A new company focused on obesity and cardiometabolic disorders was launched on 9 January with $411 million in a Series A venture financing. Named Verdiva Bio Ltd the company is registered in the UK with leadership in Europe and North America and a start-up portfolio from China. The company’s financing syndicate is co-led by Forbion of the Netherlands and the US private equity group General Atlantic with five other participants including Lilly Asia Ventures.

Demand for antibody-drug conjugates (ADCs) took a leap on 9 January after Netherlands-based Synaffix BV disclosed two new deals for its proprietary ADC technology. The first agreement is with Mitsubishi Tanabe Pharma Corp of Japan and the second with Boehringer Ingelheim GmbH of Germany. The value of the Mitsubishi deal was not disclosed, however that with Boehringer involves a potential milestone payment of up to $1.3 billion in addition to an undisclosed upfront payment. 

The Belgian biotech Galapagos NV is to separate into two publically listed biotech entities with a focus on cell therapy and medical innovation. Announced on 8 January, the transaction will create an incubator company, provisionally called SpinCo, and a reconfigured Galapagos with a focus on cell therapies. SpinCo will be capitalised with approximately €2.45 billion of cash from Galapagos to investigate new medicines in oncology, immunology and/or virology. It will seek a listing on the Euronext stock exchange.

Zolgensma (onasemnogene abeparvovec), the gene therapy developed by Novartis for spinal muscular atrophy (SMA), has shown efficacy in a Phase 3 study of patients aged two to less than 18 years who are able to sit but have never walked independently. SMA is a genetic neuromuscular disease caused by the lack of a functional SMN1 gene that affects muscle functions and basic movement. Zolgensma was first approved in the US in 2019, and one year later in the EU, as a paediatric drug for children less than two years old and administered as a single, one-time infusion. 

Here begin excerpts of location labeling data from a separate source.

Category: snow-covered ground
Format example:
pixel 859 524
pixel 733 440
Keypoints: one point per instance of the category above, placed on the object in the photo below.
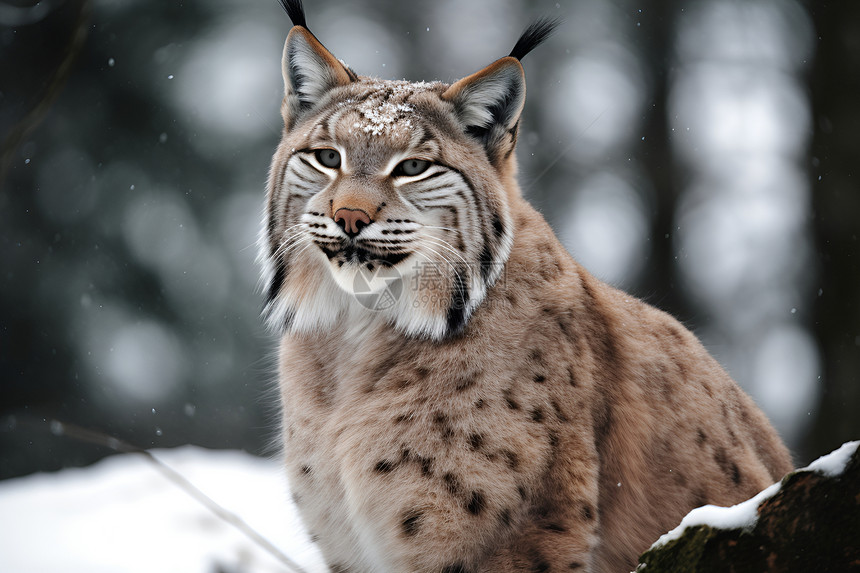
pixel 122 515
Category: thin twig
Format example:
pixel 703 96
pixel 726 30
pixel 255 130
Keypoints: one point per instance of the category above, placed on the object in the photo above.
pixel 101 439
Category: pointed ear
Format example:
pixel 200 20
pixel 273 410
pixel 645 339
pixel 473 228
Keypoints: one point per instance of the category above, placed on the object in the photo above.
pixel 310 71
pixel 488 104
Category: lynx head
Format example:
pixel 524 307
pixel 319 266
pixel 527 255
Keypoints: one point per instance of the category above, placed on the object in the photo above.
pixel 389 200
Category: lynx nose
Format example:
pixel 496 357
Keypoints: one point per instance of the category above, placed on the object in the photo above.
pixel 352 221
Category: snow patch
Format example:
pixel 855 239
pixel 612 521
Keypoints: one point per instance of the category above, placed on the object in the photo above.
pixel 745 515
pixel 121 514
pixel 833 464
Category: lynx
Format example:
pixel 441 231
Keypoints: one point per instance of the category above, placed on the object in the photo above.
pixel 459 395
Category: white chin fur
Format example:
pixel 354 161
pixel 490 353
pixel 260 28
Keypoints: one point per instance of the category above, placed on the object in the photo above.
pixel 332 302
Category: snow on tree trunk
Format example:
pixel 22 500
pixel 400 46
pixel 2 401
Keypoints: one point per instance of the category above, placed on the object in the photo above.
pixel 810 521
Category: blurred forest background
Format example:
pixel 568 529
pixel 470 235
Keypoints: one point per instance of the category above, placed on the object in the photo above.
pixel 700 154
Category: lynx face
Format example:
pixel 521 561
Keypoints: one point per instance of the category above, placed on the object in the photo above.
pixel 380 181
pixel 544 422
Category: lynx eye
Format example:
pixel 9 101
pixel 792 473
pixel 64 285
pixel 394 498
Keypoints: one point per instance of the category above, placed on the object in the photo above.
pixel 328 158
pixel 411 167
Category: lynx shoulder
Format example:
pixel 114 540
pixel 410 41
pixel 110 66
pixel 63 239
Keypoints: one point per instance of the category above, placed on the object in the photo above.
pixel 459 395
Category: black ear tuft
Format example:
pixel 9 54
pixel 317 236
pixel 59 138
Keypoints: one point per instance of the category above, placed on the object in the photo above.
pixel 534 35
pixel 295 11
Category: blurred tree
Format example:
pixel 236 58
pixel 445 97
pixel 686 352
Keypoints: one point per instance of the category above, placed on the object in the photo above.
pixel 835 88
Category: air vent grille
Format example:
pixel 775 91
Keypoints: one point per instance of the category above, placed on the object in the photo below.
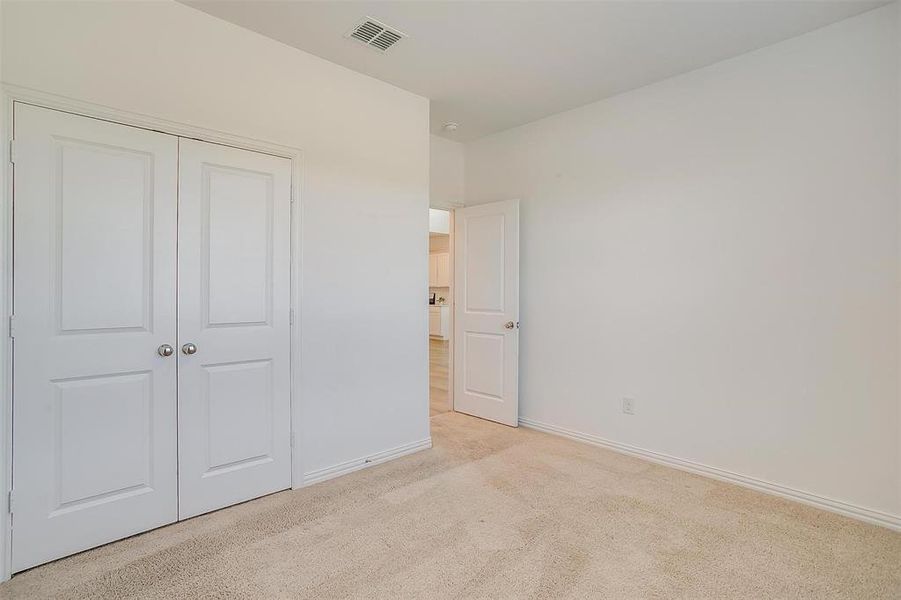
pixel 375 34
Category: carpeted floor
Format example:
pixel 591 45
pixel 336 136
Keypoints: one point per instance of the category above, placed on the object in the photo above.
pixel 493 512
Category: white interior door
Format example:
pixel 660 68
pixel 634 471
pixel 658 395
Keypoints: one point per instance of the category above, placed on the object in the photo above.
pixel 486 321
pixel 233 308
pixel 94 408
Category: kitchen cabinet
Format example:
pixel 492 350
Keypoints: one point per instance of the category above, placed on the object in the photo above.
pixel 439 321
pixel 439 270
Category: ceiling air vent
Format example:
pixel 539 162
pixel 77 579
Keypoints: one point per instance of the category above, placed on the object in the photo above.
pixel 375 35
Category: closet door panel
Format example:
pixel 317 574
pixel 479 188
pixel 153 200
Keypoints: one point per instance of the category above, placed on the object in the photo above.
pixel 234 300
pixel 94 407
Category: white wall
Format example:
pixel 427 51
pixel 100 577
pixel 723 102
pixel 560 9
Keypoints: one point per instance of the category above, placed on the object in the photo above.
pixel 723 247
pixel 364 372
pixel 445 172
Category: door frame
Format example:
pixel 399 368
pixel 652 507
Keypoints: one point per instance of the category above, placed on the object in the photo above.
pixel 9 95
pixel 450 207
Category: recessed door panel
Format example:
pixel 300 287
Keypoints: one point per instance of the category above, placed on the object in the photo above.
pixel 120 217
pixel 238 246
pixel 101 463
pixel 239 404
pixel 484 374
pixel 94 408
pixel 234 298
pixel 484 265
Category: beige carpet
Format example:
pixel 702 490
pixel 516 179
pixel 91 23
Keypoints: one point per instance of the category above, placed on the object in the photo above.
pixel 493 512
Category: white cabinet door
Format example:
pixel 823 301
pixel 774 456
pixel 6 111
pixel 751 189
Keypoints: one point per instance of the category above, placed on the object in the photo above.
pixel 486 289
pixel 234 277
pixel 95 273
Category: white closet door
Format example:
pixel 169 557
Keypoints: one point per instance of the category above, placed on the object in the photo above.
pixel 95 270
pixel 233 294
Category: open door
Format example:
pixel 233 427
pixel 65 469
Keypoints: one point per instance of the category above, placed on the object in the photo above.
pixel 486 320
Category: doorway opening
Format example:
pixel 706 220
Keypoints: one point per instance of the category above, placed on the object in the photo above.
pixel 441 311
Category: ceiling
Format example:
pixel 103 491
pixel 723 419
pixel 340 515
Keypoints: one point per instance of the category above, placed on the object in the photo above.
pixel 490 66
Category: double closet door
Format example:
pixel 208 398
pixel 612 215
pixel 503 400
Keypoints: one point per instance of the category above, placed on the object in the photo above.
pixel 151 330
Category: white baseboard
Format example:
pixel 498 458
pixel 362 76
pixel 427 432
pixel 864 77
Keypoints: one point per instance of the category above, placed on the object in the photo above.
pixel 366 461
pixel 843 508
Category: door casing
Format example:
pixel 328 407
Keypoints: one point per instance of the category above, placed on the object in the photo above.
pixel 10 94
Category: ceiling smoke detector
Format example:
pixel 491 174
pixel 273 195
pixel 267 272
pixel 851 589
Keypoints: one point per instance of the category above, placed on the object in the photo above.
pixel 375 34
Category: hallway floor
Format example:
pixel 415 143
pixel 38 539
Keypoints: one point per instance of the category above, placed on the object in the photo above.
pixel 438 370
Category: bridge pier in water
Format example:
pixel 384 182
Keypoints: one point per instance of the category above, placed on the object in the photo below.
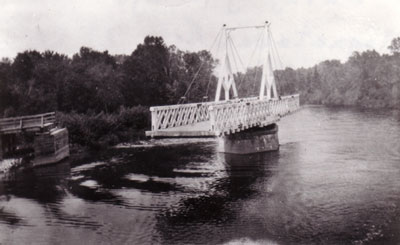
pixel 253 140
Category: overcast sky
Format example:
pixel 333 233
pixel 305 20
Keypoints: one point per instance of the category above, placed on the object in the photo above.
pixel 306 31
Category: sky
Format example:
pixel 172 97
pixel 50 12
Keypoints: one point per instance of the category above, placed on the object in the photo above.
pixel 306 32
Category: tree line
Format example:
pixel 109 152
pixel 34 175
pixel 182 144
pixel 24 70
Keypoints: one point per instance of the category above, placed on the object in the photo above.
pixel 106 97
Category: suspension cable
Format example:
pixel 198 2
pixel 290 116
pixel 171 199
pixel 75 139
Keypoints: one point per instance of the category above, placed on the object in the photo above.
pixel 198 71
pixel 218 46
pixel 251 58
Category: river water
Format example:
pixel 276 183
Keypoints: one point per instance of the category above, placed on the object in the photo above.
pixel 335 180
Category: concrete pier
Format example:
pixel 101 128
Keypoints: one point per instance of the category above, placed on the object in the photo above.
pixel 261 139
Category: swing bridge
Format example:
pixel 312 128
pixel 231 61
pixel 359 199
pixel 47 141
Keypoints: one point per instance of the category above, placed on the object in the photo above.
pixel 230 115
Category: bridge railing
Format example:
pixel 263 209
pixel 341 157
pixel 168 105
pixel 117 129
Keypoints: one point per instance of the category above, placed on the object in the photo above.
pixel 233 117
pixel 164 117
pixel 12 124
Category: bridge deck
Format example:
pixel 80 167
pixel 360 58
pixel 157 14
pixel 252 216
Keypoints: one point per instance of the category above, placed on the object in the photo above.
pixel 200 129
pixel 13 125
pixel 216 119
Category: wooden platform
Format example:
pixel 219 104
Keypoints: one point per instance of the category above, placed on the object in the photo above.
pixel 218 119
pixel 200 129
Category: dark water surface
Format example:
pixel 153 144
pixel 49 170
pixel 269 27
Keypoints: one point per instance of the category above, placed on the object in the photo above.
pixel 335 180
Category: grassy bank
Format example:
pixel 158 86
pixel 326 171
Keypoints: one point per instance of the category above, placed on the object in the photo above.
pixel 99 130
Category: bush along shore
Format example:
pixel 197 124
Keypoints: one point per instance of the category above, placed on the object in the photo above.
pixel 104 99
pixel 99 130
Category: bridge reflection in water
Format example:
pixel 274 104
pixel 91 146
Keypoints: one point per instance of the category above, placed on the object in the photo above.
pixel 337 185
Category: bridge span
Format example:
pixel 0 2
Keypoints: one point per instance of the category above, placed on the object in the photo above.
pixel 241 125
pixel 213 119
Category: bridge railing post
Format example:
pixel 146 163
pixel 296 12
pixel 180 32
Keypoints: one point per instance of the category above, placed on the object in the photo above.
pixel 153 119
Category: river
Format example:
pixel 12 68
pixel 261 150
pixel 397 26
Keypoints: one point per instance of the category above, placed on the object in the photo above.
pixel 334 180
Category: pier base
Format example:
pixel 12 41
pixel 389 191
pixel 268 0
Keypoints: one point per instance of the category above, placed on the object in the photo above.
pixel 1 148
pixel 51 147
pixel 250 141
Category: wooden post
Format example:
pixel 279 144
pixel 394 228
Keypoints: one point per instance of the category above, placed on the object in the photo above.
pixel 1 147
pixel 153 118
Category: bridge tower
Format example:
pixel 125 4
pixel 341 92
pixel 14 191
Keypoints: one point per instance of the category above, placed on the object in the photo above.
pixel 268 84
pixel 226 79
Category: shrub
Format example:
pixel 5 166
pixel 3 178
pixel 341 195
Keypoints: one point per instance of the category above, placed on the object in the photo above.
pixel 102 129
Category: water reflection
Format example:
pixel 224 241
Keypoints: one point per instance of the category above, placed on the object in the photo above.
pixel 214 213
pixel 335 180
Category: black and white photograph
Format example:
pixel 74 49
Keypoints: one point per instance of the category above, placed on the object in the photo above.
pixel 200 122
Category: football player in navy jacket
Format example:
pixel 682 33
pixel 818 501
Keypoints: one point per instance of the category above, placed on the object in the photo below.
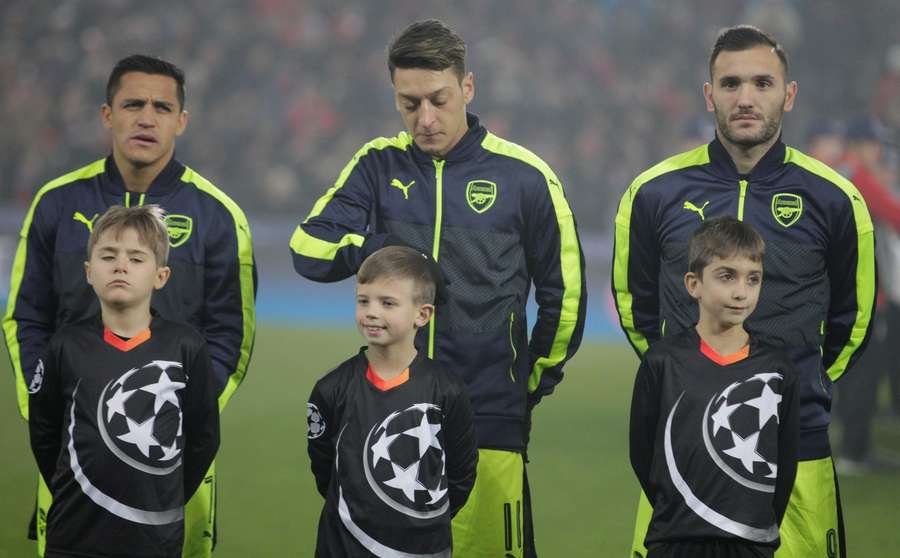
pixel 213 284
pixel 819 293
pixel 495 217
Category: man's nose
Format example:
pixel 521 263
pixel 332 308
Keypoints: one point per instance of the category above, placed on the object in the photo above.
pixel 745 96
pixel 427 114
pixel 147 116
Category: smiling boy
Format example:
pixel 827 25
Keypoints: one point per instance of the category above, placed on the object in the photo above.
pixel 391 441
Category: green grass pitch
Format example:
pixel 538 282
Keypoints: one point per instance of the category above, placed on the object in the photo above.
pixel 584 492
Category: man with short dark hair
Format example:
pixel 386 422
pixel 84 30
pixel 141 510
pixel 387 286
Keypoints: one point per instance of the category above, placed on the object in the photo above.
pixel 819 289
pixel 495 218
pixel 213 286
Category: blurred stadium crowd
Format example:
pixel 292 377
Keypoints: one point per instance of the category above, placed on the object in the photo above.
pixel 282 92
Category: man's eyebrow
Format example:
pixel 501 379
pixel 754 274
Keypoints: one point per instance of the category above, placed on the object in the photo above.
pixel 428 95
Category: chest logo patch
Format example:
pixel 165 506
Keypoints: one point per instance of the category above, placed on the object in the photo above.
pixel 402 187
pixel 481 195
pixel 180 228
pixel 689 205
pixel 140 420
pixel 739 429
pixel 787 208
pixel 89 223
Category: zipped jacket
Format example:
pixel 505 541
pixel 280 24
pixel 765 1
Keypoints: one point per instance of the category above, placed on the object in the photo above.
pixel 212 286
pixel 495 218
pixel 819 281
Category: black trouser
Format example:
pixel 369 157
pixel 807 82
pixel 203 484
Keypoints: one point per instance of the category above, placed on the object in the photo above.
pixel 709 548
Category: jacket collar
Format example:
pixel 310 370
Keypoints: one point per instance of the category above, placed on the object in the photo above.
pixel 467 146
pixel 722 164
pixel 164 183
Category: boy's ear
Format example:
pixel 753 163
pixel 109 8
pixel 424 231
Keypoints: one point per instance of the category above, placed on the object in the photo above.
pixel 162 276
pixel 691 283
pixel 424 315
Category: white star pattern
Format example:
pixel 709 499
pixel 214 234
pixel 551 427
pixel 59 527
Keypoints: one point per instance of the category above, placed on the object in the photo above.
pixel 745 450
pixel 436 496
pixel 141 435
pixel 164 390
pixel 767 403
pixel 721 418
pixel 426 434
pixel 116 403
pixel 170 452
pixel 380 449
pixel 406 480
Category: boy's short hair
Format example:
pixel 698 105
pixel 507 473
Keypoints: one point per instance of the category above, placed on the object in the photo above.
pixel 400 262
pixel 723 237
pixel 147 220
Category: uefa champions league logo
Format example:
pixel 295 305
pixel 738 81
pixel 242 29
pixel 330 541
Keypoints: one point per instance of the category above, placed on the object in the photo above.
pixel 737 433
pixel 140 420
pixel 740 431
pixel 405 464
pixel 315 422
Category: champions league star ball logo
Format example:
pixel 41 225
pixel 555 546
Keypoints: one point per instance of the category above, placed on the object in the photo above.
pixel 140 420
pixel 737 432
pixel 740 431
pixel 315 422
pixel 405 464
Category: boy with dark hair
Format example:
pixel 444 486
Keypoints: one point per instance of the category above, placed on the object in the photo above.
pixel 820 263
pixel 714 416
pixel 124 421
pixel 391 441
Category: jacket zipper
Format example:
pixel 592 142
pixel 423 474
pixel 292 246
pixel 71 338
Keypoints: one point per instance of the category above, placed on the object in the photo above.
pixel 743 193
pixel 512 345
pixel 435 249
pixel 128 199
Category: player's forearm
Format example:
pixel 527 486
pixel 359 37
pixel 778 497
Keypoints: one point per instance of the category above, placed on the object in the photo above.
pixel 45 445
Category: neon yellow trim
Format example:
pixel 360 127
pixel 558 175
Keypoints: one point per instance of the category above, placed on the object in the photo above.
pixel 512 345
pixel 624 299
pixel 10 326
pixel 569 256
pixel 865 259
pixel 312 247
pixel 741 196
pixel 245 274
pixel 436 245
pixel 306 245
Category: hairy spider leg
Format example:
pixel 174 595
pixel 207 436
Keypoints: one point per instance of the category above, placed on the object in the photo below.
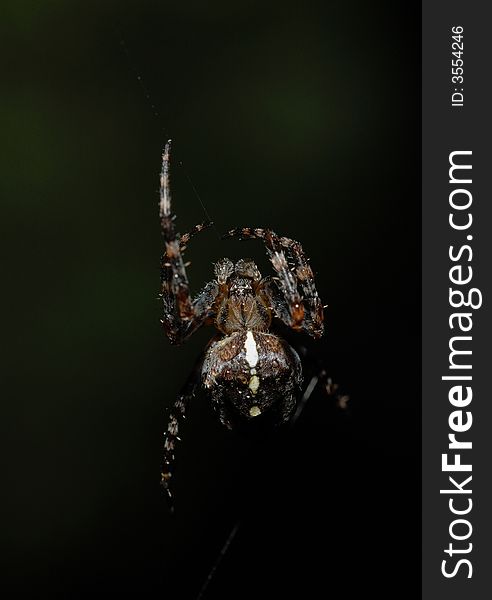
pixel 181 315
pixel 177 415
pixel 298 312
pixel 186 237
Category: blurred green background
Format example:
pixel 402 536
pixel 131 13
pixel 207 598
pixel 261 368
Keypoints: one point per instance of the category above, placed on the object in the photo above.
pixel 302 117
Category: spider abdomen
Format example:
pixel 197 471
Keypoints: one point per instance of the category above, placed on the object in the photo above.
pixel 250 373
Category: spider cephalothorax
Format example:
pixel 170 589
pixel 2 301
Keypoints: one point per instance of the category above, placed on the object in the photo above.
pixel 247 370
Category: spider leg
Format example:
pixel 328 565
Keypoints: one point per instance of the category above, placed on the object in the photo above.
pixel 295 276
pixel 181 315
pixel 177 415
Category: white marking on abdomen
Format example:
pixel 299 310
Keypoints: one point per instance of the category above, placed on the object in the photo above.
pixel 251 350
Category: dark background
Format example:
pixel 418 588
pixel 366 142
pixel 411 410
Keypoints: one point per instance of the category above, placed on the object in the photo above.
pixel 299 117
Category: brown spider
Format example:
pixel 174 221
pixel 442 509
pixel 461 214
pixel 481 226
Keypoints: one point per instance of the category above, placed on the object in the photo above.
pixel 247 370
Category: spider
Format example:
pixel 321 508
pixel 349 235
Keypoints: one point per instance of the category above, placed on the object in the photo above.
pixel 247 370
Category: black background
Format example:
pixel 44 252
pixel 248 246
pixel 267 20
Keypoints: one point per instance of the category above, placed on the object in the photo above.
pixel 303 118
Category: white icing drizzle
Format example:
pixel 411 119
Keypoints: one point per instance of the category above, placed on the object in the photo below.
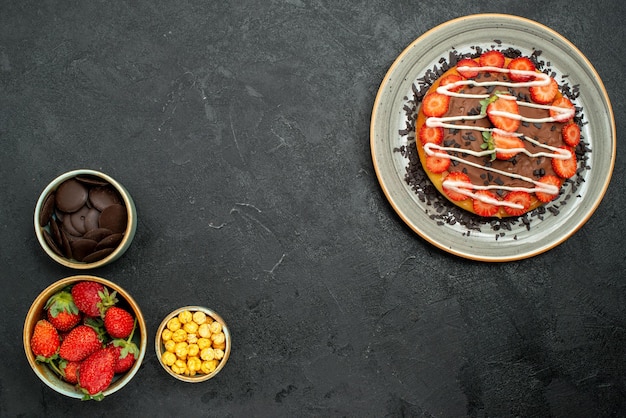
pixel 464 188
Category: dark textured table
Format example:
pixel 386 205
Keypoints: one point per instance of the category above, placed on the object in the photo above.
pixel 241 129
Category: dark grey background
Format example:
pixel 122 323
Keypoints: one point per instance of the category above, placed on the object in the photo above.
pixel 241 129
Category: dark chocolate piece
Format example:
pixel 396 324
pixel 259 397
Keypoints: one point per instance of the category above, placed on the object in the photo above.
pixel 82 248
pixel 114 217
pixel 98 234
pixel 110 241
pixel 78 219
pixel 102 197
pixel 71 196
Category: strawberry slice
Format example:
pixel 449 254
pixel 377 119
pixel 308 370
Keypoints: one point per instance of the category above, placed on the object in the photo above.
pixel 435 104
pixel 453 194
pixel 517 197
pixel 551 180
pixel 520 64
pixel 437 164
pixel 491 58
pixel 544 94
pixel 451 79
pixel 565 103
pixel 467 62
pixel 565 168
pixel 506 142
pixel 482 208
pixel 571 134
pixel 430 135
pixel 504 122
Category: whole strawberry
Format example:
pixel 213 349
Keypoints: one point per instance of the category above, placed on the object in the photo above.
pixel 61 311
pixel 92 298
pixel 125 355
pixel 118 322
pixel 70 371
pixel 96 373
pixel 45 341
pixel 81 342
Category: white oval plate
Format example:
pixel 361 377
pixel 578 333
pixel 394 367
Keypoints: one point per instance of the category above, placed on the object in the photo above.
pixel 389 118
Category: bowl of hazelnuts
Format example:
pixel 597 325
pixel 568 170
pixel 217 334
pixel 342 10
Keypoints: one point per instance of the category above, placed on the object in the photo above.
pixel 85 219
pixel 193 344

A kinase inhibitor for the treatment of lung diseases has been recommended for use in children and adolescents from the age of 6 years by the European Medicines Agency. The treatment, Ofev (nintedanib), was authorised for adults in 2014 and subject to approval by the European Commission, will be available for children in 2025. The indication is progressive fibrosing interstitial lung disease which includes a group of rare respiratory disorders characterised by the build-up of scarring in the lungs which can lead to breathing difficulties.